Would it be possible in a world without money to establish the rate of return on present goods in terms of future goods? In a world without money all that one would have are the rates of exchanges between various present and future real goods. For instance, one present apple is exchanged for two potatoes in one-year’s time. Or, one shirt is exchanged for three tomatoes in a one-year’s time. All that we have here are various ratios.
There is, however, no way to establish from these ratios what the rate of return is for one present apple in terms of future potatoes (It is not possible to calculate the percentage since potatoes and apples are not the same goods). Likewise we cannot establish the rate of return on a shirt in terms of future tomatoes. In other words, we can only establish that one present apple is exchanged for two future potatoes, and one present shirt is exchanged for three future tomatoes. Only in the framework of the existence of money can the rate of return be established.
For instance, the time preference of a baker, which is established in accordance with his particular set-up, determines that he will be ready to lend ten dollars – which he has earned by selling ten loaves of bread – for a borrowers promise to repay eleven dollars in a one year’s time.
Similarly the time preference of a shoemaker, which is formed in accordance with his particular set-up, determines that he will be a willing borrower. In short, once the deal is accomplished both parties to this deal have benefited. The baker will get eleven dollars in one-year’s time that he values much more than his present ten dollars. For the shoemaker the value of the present ten dollars exceeds the value of eleven dollars in one-year time.
As one can see here, both money and the real factor (time preferences) are involved in establishing the market interest rate, which is 10%. Note that the baker has exchanged ten loaves of bread for money first, i.e. ten dollars. He then lends the ten-dollars for eleven dollars in one-year’s time. The interest rate that he secures for himself is 10%. In one-year’s time the baker can decide what goods to purchase with the obtained eleven dollars. As far as the shoemaker is concerned he must generate enough shoes in order to enable him to secure at least eleven dollars to repay the loan to the baker.
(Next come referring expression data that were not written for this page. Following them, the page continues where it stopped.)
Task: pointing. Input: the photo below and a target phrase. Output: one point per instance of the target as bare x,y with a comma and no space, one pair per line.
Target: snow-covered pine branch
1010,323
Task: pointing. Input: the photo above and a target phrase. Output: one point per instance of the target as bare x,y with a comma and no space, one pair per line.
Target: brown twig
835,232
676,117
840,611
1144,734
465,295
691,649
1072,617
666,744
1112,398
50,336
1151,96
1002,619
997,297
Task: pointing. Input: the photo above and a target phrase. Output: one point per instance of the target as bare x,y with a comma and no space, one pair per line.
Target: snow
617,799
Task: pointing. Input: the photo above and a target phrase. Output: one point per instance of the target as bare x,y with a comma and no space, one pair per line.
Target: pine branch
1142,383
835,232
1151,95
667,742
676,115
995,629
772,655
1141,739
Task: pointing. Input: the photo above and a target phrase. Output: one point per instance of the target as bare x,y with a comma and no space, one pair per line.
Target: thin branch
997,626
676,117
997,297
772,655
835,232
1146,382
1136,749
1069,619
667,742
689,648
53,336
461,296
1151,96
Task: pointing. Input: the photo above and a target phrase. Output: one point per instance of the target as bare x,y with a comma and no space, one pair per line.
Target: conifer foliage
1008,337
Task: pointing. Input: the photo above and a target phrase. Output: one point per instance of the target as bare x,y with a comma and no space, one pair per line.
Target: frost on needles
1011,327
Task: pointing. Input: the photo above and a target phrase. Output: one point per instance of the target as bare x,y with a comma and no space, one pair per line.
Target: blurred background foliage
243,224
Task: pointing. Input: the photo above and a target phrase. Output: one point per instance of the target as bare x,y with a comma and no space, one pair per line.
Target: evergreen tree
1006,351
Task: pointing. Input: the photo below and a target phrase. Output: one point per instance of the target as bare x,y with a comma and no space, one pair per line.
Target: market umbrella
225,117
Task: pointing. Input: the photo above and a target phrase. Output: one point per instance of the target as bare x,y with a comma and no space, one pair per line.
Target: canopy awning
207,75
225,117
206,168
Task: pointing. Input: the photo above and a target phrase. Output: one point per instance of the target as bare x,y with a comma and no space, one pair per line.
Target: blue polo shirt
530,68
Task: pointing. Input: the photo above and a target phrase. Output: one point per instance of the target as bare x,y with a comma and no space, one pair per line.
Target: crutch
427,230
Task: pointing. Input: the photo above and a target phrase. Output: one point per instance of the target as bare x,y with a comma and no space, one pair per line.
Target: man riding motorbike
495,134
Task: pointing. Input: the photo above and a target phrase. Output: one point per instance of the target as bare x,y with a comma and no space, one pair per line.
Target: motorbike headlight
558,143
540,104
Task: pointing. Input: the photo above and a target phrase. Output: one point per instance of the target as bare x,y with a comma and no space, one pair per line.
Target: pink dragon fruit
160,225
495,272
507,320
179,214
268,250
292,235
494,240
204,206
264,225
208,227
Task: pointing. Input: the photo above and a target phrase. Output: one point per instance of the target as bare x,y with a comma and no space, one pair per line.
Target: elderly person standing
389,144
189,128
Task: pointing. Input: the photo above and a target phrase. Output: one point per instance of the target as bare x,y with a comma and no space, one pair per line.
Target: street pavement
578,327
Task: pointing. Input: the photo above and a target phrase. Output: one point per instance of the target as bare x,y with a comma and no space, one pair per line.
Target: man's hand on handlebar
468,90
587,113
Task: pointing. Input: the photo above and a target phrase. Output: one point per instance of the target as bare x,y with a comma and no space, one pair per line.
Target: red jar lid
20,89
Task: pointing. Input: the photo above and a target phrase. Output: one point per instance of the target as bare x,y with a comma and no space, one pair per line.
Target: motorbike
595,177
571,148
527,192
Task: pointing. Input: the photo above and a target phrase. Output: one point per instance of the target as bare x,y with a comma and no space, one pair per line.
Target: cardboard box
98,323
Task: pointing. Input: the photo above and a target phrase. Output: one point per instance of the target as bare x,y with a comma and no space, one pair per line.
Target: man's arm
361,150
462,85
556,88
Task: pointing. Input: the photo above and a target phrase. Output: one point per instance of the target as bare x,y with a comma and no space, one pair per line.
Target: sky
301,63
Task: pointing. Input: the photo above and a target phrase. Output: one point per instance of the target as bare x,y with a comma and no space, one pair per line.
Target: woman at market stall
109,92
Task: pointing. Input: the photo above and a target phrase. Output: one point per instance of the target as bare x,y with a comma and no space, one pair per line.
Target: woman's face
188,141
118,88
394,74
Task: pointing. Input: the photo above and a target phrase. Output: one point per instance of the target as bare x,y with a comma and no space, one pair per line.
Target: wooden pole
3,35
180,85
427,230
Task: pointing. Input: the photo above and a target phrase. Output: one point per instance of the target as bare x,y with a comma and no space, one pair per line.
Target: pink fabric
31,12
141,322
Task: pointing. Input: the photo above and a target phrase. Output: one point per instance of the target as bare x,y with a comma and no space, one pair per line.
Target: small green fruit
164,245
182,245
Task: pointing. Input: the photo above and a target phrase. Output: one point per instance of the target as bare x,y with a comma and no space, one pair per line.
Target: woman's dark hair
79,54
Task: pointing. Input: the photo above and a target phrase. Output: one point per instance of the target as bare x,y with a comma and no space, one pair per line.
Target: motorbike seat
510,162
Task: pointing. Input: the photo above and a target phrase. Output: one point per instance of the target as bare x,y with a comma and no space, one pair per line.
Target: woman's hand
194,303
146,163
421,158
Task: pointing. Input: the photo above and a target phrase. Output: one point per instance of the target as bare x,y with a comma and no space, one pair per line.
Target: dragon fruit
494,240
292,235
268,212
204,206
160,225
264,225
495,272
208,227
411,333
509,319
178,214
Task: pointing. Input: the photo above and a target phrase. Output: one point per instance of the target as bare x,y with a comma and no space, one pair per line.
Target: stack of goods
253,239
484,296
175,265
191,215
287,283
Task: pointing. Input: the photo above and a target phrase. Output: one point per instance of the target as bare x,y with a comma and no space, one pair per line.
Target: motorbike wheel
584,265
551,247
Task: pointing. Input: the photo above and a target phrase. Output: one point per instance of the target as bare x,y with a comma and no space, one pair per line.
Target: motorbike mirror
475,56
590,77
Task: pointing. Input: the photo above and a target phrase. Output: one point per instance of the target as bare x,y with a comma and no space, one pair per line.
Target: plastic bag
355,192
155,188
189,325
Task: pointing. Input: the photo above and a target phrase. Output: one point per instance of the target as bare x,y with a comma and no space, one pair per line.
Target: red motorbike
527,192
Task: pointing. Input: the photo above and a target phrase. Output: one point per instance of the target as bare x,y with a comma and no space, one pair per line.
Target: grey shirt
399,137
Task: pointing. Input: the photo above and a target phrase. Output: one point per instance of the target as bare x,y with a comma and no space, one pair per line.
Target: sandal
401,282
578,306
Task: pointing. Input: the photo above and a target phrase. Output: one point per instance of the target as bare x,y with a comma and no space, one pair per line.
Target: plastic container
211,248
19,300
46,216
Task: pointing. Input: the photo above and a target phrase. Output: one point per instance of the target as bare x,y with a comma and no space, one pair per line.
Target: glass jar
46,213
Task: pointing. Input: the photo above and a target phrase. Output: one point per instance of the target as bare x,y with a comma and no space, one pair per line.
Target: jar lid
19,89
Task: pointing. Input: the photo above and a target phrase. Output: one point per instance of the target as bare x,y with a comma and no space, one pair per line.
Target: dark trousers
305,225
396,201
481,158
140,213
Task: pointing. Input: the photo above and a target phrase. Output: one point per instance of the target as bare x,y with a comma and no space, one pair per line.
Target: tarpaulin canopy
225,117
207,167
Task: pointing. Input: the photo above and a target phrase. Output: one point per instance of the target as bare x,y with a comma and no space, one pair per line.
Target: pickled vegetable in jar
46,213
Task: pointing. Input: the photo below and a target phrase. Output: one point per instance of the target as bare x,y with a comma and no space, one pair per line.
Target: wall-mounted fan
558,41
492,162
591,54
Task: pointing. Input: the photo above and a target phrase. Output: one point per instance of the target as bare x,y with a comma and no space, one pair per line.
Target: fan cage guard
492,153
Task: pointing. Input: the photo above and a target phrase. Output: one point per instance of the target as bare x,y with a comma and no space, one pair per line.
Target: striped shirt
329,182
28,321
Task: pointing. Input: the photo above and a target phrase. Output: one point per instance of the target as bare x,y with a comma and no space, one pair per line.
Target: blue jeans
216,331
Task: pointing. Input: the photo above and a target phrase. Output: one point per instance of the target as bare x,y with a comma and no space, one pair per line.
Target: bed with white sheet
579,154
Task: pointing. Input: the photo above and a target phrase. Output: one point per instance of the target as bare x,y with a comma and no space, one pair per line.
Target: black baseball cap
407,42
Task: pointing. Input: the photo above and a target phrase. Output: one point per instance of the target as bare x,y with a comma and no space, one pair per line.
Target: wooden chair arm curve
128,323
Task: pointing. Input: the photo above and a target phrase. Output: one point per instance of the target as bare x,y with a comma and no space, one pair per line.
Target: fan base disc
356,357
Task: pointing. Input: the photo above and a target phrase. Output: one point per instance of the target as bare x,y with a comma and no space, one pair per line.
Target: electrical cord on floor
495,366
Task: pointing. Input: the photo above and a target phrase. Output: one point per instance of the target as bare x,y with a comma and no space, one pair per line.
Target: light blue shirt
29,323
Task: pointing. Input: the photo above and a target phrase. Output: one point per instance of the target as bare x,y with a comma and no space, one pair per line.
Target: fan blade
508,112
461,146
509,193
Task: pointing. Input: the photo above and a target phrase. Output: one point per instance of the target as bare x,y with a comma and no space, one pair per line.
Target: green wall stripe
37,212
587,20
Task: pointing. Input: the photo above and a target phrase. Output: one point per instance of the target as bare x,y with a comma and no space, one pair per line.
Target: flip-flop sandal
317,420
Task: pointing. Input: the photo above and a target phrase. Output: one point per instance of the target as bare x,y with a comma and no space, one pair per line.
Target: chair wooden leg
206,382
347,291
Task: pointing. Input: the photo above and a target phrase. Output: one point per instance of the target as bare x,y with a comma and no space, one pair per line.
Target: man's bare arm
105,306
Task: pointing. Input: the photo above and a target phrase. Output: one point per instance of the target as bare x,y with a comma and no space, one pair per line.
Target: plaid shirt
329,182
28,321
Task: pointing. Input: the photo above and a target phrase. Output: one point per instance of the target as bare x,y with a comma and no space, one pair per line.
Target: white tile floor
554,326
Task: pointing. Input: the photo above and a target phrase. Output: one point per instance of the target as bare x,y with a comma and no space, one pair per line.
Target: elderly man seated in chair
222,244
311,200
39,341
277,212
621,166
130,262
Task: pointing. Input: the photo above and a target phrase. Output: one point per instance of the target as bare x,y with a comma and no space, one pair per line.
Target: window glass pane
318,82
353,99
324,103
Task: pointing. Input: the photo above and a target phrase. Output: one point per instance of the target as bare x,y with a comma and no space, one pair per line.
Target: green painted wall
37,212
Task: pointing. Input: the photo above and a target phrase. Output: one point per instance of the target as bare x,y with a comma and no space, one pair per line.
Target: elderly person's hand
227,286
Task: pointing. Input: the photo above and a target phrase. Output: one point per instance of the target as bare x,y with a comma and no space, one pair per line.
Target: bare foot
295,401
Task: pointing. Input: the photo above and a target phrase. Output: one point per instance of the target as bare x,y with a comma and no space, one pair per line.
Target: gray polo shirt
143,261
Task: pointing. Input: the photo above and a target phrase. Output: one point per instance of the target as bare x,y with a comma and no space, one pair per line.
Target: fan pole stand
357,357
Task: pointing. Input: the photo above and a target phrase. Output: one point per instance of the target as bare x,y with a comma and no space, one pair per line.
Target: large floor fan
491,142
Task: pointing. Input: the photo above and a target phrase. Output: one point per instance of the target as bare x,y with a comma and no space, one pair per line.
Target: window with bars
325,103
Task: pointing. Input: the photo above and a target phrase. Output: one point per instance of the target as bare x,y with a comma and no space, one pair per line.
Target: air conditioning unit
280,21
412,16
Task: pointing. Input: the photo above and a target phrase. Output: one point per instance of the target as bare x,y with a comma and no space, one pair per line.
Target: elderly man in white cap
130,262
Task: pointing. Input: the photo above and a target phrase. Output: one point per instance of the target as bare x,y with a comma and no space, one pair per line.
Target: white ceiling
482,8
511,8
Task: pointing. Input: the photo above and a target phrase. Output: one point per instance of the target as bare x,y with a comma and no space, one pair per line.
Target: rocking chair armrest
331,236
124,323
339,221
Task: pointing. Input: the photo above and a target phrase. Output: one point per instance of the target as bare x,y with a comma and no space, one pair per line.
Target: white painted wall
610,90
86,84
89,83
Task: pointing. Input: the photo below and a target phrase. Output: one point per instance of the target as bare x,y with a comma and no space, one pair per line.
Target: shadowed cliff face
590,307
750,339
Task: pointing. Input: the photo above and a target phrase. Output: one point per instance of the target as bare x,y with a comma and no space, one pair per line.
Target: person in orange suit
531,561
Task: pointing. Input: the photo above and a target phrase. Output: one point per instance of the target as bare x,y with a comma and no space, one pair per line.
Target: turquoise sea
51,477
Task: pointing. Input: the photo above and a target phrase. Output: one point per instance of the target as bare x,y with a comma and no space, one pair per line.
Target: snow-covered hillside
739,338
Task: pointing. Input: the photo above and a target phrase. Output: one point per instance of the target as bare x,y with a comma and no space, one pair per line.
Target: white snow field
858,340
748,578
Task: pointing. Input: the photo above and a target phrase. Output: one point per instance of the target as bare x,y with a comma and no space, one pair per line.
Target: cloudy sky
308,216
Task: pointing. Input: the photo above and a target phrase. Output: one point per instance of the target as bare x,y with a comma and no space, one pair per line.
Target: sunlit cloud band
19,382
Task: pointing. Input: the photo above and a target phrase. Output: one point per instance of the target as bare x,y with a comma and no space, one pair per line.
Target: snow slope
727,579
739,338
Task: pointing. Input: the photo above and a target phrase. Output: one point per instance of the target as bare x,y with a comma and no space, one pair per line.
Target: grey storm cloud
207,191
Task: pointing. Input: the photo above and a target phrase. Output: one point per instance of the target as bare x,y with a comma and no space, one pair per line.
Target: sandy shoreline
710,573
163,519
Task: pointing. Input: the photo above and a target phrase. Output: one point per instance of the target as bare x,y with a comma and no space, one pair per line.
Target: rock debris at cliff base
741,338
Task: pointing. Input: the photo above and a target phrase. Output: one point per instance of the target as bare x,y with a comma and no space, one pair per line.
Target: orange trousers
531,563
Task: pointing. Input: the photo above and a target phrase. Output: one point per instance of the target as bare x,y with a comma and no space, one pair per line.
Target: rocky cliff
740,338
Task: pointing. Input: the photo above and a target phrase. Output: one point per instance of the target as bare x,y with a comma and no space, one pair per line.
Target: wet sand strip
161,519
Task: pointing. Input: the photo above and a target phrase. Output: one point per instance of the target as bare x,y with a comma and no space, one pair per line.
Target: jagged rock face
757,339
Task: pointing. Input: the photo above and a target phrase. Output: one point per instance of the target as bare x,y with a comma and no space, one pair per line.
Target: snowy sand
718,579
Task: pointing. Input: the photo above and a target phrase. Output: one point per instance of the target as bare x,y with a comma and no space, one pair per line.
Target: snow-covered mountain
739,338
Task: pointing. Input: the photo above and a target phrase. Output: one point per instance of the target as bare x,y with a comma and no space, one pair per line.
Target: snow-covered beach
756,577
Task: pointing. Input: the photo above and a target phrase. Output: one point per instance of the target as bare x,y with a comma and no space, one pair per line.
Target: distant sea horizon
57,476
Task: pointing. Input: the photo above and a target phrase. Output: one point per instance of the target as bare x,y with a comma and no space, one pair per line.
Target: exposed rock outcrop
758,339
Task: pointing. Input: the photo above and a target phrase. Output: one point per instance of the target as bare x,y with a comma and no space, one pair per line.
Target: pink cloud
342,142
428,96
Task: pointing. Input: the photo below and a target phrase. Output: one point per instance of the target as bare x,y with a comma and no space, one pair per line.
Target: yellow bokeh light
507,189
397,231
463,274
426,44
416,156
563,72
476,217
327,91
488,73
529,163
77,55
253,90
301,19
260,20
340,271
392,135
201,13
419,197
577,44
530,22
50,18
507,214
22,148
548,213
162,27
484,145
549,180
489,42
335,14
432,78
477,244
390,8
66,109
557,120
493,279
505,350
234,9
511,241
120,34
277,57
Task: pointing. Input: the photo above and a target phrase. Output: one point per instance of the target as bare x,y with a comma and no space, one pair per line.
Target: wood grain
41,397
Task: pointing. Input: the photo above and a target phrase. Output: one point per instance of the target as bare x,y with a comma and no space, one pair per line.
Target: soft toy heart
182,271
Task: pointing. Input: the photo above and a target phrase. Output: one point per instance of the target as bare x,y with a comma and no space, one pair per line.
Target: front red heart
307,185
Observe however, that without the existence of money – the medium of exchange – the baker isn’t able to establish how much of future goods he must be paid for his ten loaves of bread that would comply with the rate of return of 10%.
Consequently, there cannot be any separation between real and financial market interest rates. There is only one interest rate, which is set by the interaction between individuals’ time preferences and the supply and demand for money.
Since the influences of demand and supply for money and individuals’ time preferences regarding interest rate formation are intertwined, there are no ways or means to isolate these influences. Hence, the commonly accepted practice of calculating the so-called real interest rate by subtracting percentage changes in the consumer price index from the market interest rate is erroneous.